Earlier, down by the water, I had found another sedge, this one with lime-green spikelets dotted with brown.  Its color resembled that of the rare Buxbaum's Sedge, but I thought the heads were too long and narrow to be that species, one that is rated as Threatened in New York.  Now, if this had been an actual NYFA nature walk, with a sedge expert like David Werier along, he probably would have ID'd it for us right away.  Maybe he (or someone equally knowledgeable) will weigh in here to name it for us in the comments.


UPDATE: Some friends who really knows their sedges have suggested this could be the one called Twisted Sedge (Carex torta) .  Or possibly Smooth Black Sedge  (Carex nigra). Or possibly some other member of the Phacosystis group of sedges that prefer wetland habitat.  Sedges can be really hard to pin down to a species, especially from just one photograph.



Off to the west-bank Ice Meadows

One of the canceled NYFA outings this summer is another walk I was scheduled to lead to the opposite shore of the Ice Meadows, that one on July 12, when many rare and beautiful plants should be blooming along the west bank.  I will try once again to simulate that walk with a blog post when that time arrives,  but my friends and I visited the west bank this past Tuesday as well.  There's a super-rare violet I found there in bloom last year on this same date, and I wanted to see if I could find it again.  And once again, thanks to my pal Sue's super eyesight and diligence, I did find it again.  This photo below shows Sue standing on the west bank of the Ice Meadows.




A distinctive feature of this west-bank site is the presence of many spring-fed pools, and it was along one of these pools that I did find the Threatened species called Buxbaum's Sedge (Carex buxbaumii). Note how much chubbier the heads are compared with the similarly colored but skinnier sedge I found on the opposite shore.

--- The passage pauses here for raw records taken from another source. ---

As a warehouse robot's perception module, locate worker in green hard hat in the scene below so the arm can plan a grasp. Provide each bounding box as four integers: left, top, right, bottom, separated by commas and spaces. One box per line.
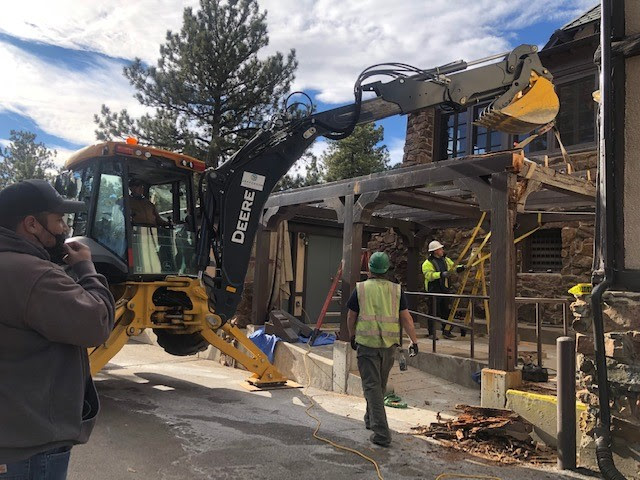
422, 240, 466, 338
347, 252, 418, 447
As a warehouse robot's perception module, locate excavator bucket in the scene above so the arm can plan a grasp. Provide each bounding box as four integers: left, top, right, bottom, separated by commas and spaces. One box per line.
474, 73, 560, 134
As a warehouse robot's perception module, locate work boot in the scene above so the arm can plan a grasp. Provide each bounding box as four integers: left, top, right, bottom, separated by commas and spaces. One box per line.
369, 433, 391, 448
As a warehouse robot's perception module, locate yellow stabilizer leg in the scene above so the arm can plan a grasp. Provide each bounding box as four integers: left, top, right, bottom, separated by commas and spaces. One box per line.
474, 72, 560, 134
89, 302, 129, 375
200, 323, 287, 387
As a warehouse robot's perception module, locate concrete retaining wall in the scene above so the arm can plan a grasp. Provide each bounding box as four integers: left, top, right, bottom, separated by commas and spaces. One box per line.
506, 390, 587, 451
407, 352, 487, 389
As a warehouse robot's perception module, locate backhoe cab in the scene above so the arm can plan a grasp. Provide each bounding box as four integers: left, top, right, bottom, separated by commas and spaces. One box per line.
56, 142, 286, 387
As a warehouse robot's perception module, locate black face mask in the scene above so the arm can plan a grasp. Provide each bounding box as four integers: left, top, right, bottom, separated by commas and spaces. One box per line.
45, 229, 69, 264
36, 223, 69, 264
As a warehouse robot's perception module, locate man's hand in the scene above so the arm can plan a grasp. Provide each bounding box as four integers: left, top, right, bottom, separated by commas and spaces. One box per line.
62, 242, 91, 266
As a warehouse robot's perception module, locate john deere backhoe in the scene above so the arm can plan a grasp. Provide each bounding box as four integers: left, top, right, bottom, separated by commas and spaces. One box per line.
57, 45, 559, 386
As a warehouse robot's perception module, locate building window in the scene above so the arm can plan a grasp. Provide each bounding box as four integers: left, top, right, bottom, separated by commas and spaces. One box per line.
440, 110, 468, 160
522, 228, 562, 273
556, 76, 596, 146
471, 105, 502, 154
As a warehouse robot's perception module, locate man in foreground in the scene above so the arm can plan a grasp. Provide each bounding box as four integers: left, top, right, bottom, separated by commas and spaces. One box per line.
347, 252, 418, 447
0, 180, 115, 480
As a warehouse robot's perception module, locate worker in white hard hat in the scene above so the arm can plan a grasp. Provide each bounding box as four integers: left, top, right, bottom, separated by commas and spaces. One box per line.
422, 240, 466, 338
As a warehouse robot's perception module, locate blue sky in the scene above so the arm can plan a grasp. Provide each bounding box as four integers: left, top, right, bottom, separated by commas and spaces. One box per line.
0, 0, 597, 168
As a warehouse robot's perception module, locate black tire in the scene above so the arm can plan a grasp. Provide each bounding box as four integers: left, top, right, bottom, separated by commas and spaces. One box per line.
154, 329, 209, 357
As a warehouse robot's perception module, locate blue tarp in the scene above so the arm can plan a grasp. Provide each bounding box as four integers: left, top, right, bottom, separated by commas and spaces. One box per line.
249, 327, 280, 363
298, 332, 336, 347
249, 327, 336, 363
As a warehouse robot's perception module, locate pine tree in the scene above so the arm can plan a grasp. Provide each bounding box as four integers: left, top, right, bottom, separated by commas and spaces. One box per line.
322, 124, 389, 182
275, 153, 324, 191
94, 0, 297, 166
0, 130, 57, 189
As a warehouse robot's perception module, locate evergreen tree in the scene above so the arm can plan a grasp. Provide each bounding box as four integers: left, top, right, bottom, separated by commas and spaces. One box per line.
94, 0, 297, 166
0, 130, 57, 189
275, 153, 324, 191
322, 124, 389, 182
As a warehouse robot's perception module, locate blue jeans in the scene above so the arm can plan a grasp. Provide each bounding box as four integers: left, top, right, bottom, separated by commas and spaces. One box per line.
0, 447, 71, 480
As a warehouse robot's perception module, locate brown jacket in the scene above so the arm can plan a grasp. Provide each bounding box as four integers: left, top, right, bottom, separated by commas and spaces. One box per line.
0, 227, 114, 464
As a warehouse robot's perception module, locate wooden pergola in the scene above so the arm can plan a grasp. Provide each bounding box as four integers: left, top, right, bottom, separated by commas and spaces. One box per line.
253, 150, 596, 371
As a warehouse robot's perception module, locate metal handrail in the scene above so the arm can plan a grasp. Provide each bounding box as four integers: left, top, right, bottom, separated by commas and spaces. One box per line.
404, 292, 574, 304
404, 292, 573, 367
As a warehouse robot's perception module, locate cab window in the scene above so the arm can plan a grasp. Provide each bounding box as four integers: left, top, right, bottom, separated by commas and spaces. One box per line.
93, 166, 127, 258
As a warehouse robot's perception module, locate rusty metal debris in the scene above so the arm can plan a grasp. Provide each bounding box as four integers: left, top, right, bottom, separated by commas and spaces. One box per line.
412, 405, 556, 463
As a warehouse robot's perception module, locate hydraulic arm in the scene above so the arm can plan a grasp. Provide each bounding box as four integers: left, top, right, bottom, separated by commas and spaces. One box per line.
198, 45, 559, 328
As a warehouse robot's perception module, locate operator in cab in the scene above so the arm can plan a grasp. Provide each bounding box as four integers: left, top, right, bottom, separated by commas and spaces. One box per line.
129, 178, 171, 227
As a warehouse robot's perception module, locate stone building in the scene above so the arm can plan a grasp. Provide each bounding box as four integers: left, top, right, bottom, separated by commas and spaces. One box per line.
390, 6, 600, 323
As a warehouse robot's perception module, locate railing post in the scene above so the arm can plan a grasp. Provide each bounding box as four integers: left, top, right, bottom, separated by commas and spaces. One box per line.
469, 299, 476, 358
536, 302, 542, 367
556, 337, 576, 470
429, 295, 439, 353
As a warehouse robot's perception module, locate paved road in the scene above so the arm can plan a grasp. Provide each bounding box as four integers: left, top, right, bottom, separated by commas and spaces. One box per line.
69, 343, 596, 480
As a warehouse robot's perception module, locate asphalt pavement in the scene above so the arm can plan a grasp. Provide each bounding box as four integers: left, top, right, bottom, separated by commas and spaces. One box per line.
69, 343, 600, 480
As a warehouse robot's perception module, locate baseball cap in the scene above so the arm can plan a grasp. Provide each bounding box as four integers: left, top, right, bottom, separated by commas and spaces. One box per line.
0, 179, 87, 217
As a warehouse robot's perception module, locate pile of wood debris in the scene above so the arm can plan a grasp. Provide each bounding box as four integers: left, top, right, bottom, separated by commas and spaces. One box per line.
412, 405, 556, 463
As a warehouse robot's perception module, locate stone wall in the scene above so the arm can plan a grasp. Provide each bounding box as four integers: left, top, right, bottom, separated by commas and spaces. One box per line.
367, 222, 593, 325
571, 291, 640, 478
402, 108, 436, 164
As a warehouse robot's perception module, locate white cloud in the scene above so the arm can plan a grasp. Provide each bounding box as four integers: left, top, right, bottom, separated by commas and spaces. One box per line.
49, 145, 76, 167
0, 0, 596, 147
0, 42, 143, 144
0, 0, 198, 63
261, 0, 594, 103
386, 137, 404, 166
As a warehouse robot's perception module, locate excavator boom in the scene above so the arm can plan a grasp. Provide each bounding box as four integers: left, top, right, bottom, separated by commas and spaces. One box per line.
197, 45, 559, 326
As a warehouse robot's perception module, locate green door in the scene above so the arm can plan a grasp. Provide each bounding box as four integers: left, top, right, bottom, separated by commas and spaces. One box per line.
303, 234, 342, 324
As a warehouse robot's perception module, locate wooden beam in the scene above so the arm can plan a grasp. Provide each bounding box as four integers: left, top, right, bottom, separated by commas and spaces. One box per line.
265, 151, 516, 208
338, 195, 363, 342
489, 172, 517, 372
379, 191, 480, 218
251, 226, 271, 325
518, 160, 596, 199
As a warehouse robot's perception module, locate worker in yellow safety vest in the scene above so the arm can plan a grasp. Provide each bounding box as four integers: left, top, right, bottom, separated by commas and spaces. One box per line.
422, 240, 466, 338
347, 252, 418, 447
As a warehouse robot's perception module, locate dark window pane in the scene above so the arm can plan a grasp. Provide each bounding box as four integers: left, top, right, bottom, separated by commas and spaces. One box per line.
524, 228, 562, 272
556, 75, 595, 146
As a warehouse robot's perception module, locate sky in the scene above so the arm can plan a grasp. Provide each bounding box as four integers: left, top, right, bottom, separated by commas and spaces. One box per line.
0, 0, 597, 170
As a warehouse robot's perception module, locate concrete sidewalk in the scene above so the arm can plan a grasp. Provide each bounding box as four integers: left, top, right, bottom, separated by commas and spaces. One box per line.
77, 343, 587, 480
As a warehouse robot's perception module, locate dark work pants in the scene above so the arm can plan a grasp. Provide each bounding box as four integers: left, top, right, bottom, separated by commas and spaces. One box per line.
0, 447, 71, 480
427, 292, 451, 335
358, 345, 396, 444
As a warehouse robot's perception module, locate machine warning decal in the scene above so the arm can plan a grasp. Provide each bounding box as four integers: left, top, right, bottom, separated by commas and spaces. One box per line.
240, 172, 265, 191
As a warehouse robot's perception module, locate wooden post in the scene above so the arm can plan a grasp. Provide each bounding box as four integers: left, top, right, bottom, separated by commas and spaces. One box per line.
400, 231, 424, 310
339, 195, 364, 341
489, 172, 516, 372
251, 227, 271, 325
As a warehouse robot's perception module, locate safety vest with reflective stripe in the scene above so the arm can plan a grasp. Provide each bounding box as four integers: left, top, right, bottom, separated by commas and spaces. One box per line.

Regarding that super-rare violet, the New England Violet (Viola novae-angliae), I confess that I could not find it again at the place where I was sure I had found it last year.  I had described it to Sue, and while I was futilely searching the old spot, Sue was searching a different area, an area that she was sure was where I had found it before. She had been with me on that date, too.  And I guess her memory, like her eyesight, is much, much better than mine.  After she hollered at me to come look, I reluctantly left the site I was searching to go see what she was hollering about.  And there it was!  Or rather, there THEY were, plant after plant, tucked into the cracks of a boulder! Something worth hollering about, that's for sure!  There is no other place in all of New York that this violet has been found, and Sue knew where to find it.




Unfortunately, this violet was no longer in bloom, its petals dropped and its fruits already forming.  So how did we recognize the New England Violet without its vividly colored and distinctly hairy blooms?  Well, no other violet that we have ever seen has had heart-shaped leaves this long and tapered, along with stems this thickly covered with erect hairs.  Of course, I took many careful photos of all aspects of the plants, which I shared with our state's chief botanist Steve Young, who promptly confirmed our guess.  Yay!



7 comments:

Bill and dogs said...

Again a wonderful post. Thank you!

Uta said...

What a wonderful trip you showed, enjoyed it very much. As a Master Gardener I always like to learn more.

Momo said...

Thank you for this marvelous virtual tour!!!!! So many unusual plants and blooms to witness!

suep said...

Always a good time walking with you & Evelyn ! -- my photos of the day will be on FB later, is it
OK if I add a link to this fantastic blog entry -- you have provided great descriptions & facts (as usual)

Anonymous said...

Delightful post. Thank you. You have been most helpful with your plant descriptions .

The Furry Gnome said...

A lot of species there that I don't recognize! A very unique habitat.

Ron Gamble said...

Nice post! I'll be sure to watch for the virtual tour you mention coming next month. Ron G.